Ainsi la récente offre de rachat d'Unocal, neuvième compagnie pétrolière américaine, par un groupe chinois, a-t-elle suscité des craintes aux États-Unis, au point que des parlementaires américains et l'ancien directeur de la CIA James Woolsey l'ont présentée comme une menace sur la sécurité nationale.Le conseil d'administration d'Unocal a recommandé mardi aux actionnaires d'accepter une offre de rachat de dernière minute de l'américain Chevron revue à la hausse à 17 milliards de dollars (20,7 milliards $CAN), et de rejeter l'offre plus élevée du chinois CNOOC, qui se monte à 18,2 milliards de dollars (22,1 milliards $CAN).
Investissements
D'autres initiatives moins médiatisées de la Chine et de l'Inde préoccupent également Washington. Outre leur implication dans des projets énergétiques dans des pays vus d'un mauvais oeil par Washington, l'Inde et la Chine ont investi dans le secteur du pétrole et du gaz en Russie.

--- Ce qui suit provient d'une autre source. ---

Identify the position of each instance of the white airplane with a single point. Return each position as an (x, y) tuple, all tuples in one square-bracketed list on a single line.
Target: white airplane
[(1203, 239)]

Pékin, avec la bénédiction apparente de Moscou, s'intéresse également aux anciennes républiques soviétiques d'Asie centrale où les Américains ont des bases militaires.
La Russie a augmenté ses livraisons de pétrole à la Chine de 28 % au premier semestre, a annoncé hier la société publique russe de chemins de fer. Au début du mois, Pékin a indiqué qu'il espérait accroître les importations d'or noir russe acheminées par train de 50 % l'an prochain.
Cette offensive des deux géants asiatiques sur le front énergétique a fait l'objet d'un rapport du Conseil national du renseignement, un organisme américain qui conseille la CIA et les décideurs politiques américains.
«L'émergence probable de la Chine et de l'Inde» sur la scène mondiale «va transformer le paysage géopolitique», avertit l'étude. «De la même façon que les commentateurs désignent le XXe siècle comme le «siècle américain», le début du XXIe pourrait marquer l'émergence de certains pays en développement, à commencer par l'Inde et la Chine.'
Impacts sur les relations
Le rapport souligne également que la demande énergétique jusqu'en 2020, surtout en Inde et en Chine, «aura des impacts substantiels sur les relations géopolitiques». En Asie centrale, les initiatives des deux géants pourraient nuire aux intérêts américains dans une zone située à la porte de la région de la mer Caspienne riche en pétrole et près de l'Irak ainsi que de l'Afghanistan.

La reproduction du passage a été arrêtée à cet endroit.